This from The Daily Dish reporting on Jack Welch's view that women face a choice between having children and corporate success. Given Welch's influence on corporate thinking around the world, you would have to imagine that he is not alone in the higher echelons of the corporate world in these views. Comments on Welch are from Conor Friedersdorf.
Corporate Chutes and Ladders
by Conor Friedersdorf
The Wall Street Journal reports:
Former General Electric Co. Chief Executive Jack Welch has some blunt words for women climbing the corporate ladder: you may have to choose between taking time off to raise children and reaching the corner office.
"There's no such thing as work-life balance," Mr. Welch told the Society for Human Resource Management's annual conference in New Orleans on June 28. "There are work-life choices, and you make them, and they have consequences."
Mr. Welch said those who take time off for family could be passed over for promotions if "you're not there in the clutch."
I am unsure whether Mr. Welch is speaking descriptively or prescriptively. Either way, I've got two responses:
1) Imagine that three people, all about 50 years old, are competing to be named CEO of a large company like General Electric -- one that pays a premium to compensate its top executive on the theory that singular talent at the top, drawn by necessity from a small pool of applicants, vastly increases corporate worth. Does it make sense that this decision would rest heavily on whether or not one of the applicants took a year off in her late twenties to care for her child? It makes perfect sense that the woman in question would be passed over for promotions that became available during her absence. Were Mr. Welch justifying a statistic showing that the average female CEO reaches the top at a slightly older age than the average male CEO, I'd buy into his theory.

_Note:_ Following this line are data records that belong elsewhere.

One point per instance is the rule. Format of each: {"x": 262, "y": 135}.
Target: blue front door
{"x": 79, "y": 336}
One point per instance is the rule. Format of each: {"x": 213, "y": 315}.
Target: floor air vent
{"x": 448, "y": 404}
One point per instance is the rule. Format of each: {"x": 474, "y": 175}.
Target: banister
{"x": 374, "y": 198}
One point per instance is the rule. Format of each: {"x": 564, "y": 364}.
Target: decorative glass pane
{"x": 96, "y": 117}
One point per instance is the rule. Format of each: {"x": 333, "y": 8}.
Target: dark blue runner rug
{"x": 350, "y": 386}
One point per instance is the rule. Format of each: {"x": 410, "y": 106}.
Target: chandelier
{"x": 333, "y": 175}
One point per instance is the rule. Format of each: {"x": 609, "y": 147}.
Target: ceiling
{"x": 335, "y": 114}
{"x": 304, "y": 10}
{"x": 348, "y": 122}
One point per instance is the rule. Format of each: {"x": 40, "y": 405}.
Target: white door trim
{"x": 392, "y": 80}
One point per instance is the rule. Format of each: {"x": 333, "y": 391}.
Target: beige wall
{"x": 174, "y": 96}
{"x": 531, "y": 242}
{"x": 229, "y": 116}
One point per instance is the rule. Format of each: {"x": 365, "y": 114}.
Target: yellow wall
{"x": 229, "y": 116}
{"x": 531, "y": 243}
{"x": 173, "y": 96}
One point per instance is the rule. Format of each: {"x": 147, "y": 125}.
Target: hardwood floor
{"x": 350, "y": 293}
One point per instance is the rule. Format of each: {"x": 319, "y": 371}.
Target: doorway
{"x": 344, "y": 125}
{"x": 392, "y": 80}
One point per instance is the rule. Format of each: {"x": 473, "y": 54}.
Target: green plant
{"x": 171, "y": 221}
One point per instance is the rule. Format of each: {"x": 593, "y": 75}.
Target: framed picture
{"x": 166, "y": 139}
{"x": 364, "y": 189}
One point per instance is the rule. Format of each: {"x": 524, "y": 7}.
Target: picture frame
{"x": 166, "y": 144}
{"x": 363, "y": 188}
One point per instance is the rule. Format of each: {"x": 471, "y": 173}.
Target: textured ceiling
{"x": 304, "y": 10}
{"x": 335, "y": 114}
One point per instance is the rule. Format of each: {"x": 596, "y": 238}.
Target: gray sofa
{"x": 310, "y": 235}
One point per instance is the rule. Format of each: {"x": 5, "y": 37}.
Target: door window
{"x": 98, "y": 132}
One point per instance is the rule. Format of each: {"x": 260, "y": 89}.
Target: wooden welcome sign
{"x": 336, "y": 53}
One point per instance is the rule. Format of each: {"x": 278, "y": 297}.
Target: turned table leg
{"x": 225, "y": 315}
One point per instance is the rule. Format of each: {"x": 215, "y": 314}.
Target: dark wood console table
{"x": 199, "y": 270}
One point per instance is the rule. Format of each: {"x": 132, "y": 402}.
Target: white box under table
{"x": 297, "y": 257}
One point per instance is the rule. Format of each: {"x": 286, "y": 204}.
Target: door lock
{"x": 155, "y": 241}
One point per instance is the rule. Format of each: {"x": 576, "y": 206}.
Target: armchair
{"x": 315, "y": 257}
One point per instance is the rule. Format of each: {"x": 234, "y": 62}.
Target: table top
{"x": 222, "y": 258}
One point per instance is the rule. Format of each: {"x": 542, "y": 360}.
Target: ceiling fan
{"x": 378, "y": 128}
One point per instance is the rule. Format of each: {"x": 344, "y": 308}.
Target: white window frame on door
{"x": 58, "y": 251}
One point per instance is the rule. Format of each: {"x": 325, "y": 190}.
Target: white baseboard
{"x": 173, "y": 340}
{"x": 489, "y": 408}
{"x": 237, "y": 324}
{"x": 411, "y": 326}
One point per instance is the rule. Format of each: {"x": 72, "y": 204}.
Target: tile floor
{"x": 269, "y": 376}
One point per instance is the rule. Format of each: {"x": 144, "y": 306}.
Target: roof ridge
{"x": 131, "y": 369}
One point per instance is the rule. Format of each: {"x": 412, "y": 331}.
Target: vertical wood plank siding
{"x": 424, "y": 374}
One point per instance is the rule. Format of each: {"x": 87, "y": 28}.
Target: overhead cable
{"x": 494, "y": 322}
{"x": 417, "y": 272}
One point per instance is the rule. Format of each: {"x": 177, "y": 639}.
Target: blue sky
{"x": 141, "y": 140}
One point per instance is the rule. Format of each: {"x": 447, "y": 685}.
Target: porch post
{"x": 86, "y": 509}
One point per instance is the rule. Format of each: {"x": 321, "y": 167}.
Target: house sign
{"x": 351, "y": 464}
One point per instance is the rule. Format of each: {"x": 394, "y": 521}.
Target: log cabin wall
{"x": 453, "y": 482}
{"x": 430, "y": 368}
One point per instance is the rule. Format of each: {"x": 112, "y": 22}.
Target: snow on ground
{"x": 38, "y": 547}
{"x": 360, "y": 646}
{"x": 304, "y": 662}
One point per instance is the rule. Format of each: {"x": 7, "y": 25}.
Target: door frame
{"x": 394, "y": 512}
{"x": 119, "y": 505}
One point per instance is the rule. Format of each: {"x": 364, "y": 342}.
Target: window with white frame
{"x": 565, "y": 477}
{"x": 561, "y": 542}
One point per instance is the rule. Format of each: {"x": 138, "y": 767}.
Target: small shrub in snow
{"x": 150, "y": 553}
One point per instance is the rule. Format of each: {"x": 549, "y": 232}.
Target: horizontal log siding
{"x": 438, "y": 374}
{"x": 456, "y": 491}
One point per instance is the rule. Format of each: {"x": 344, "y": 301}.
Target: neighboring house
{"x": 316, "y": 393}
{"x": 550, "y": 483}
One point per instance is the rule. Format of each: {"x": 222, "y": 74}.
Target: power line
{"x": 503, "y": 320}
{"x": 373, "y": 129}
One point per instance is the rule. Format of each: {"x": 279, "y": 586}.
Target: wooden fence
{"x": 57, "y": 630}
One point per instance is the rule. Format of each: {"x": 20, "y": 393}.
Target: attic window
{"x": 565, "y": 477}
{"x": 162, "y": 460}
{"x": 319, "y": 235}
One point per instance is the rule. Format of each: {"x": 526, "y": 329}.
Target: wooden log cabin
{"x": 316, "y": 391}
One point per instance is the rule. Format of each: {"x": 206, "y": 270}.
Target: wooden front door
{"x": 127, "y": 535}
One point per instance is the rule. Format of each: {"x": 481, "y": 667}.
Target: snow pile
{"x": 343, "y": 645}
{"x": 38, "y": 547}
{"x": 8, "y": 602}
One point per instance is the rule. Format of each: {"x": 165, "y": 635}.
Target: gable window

But if what he's actually saying is that once you step off the corporate ladder it is impossible to get back on at the same rung, or to climb as fast once you do, I'd say that's a flaw in the corporate ladder, not a rational structure for penalizing employees who aren't "there in the clutch." Doesn't Mr. Welch's approach artificially limit the number of qualified applicants considered for top jobs where the applicant pool is already smaller than optimal? Doesn't it prevent some people with singular, extreme talent from ever being considered?
A similar sort of irrational behavior exists in corporate law and business consulting, where the time to join a prestigious firm is during recruiting season for your law school or MBA class. A job candidate who would have garnered offers from several top firms in that process might well find he can't get hired at any of those places if he applies after spending a year doing almost anything else. In my experience, folks who take conventional, highly codified steps toward success irrationally come to ascribe greater worth to those who follow the same path.
2) It is no coincidence that in our current corporate structure, a lot of CEOs and law partners lead miserable lives rife with lost friendships, dysfunctional relationships, divorces, alienated children, ludicrous attempts to use consumption as a stand in for actual happiness, etc. Perhaps if we stopped viewing these jobs as what we're aspiring to reach, and begin seeing them as fool's gold largely sought by folks with too narrow a conception of ambition, men and women who never reach the C suite would better count their blessings.